All the brightness went out of Minnie's face, and a dark cloud was there instead.

Joshua noticed it with surprise. He took her hand gently; but she snatched it away.

"Ellen would not behave like that," he said; "she is too mild and gentle." There came into his mind what he had said to Dan of the two girls-that Ellen was like a lake, and Minnie like the sea; and he thought how true it was. "It would do you good to know her."

"I don't want to know her," said Minnie sullenly, "and I don't want to be done good to."

"I didn't think you would be cross-tempered on my last day at home," said Joshua in a grave and gentle voice. He paused, as if expecting her to speak; but she remained silent. "Ah, well," he said, rising, "I shall go and see if I can find your father."

She jumped up and walked with him to the door.

"Say that you are not angry with me," she said in a voice of the softest pleading, raising her face to his.

He would have made a different reply, but he saw that her face was covered with tears.

"Angry with you!" he said kindly. "Who could be angry with you for long, little Minnie?"

She smiled gratefully and thoughtfully as he kissed her; and when he had gone, and she had heard his last footstep, she returned to her old place upon the floor, and crouching down, placed the shell to her ear, and listened to the singing of the sea.

CHAPTER X

GOODBY

Minnie's obliviousness of what was right had never before been presented so clearly to Joshua.
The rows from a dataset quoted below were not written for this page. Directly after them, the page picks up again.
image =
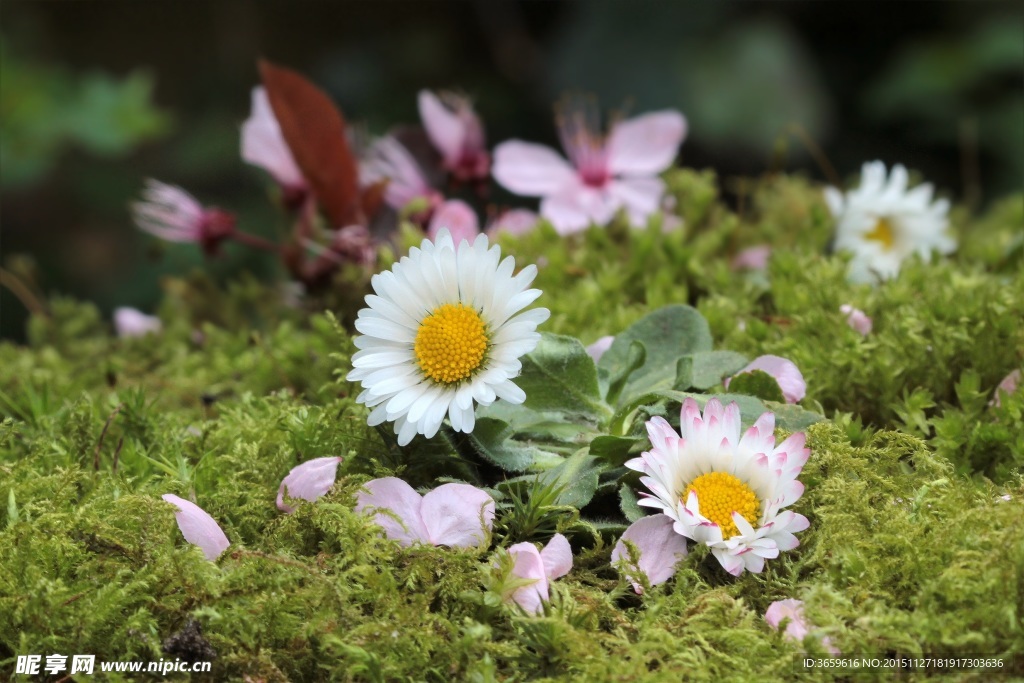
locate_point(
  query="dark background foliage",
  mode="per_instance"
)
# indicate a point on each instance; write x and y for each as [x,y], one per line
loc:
[95,96]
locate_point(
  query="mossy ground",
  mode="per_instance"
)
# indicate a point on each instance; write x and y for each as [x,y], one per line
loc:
[912,548]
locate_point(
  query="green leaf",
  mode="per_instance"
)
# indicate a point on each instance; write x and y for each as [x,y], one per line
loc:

He knew well enough that Minnie, although she was aware that it was wrong to steal, could not understand that she did wrong in stealing the shell. At the same time he could not help feeling tenderly towards her because of that wrong action. After all, how much she was to be pitied! Could it be wondered at that she was hard to teach, and that she was wayward and wilful, living such a lonely life as she lived, with no friend to counsel, no mother to guide her? How quaint was her fancy, and what a pretty thing it was to see her as he saw her in his imaginings-sitting alone in her room, with the shell at her ear, listening to the singing of the sea! With what a daintily-caressing motion she nestled to him when he called her "Little Minnie!" He repeated the pet words to himself, "Little Minnie, little Minnie!" as he walked along, and smiled. As for her telling him that she would like to go to sea with him, what was it but a childish whimsey? If he had not contradicted her, and made a matter of importance of it, she would have said it, and there an end. She would like to go to sea with him, and would follow him if she were a woman: Well! she was but a child, and the wish was as innocent as her declaration that she loved him.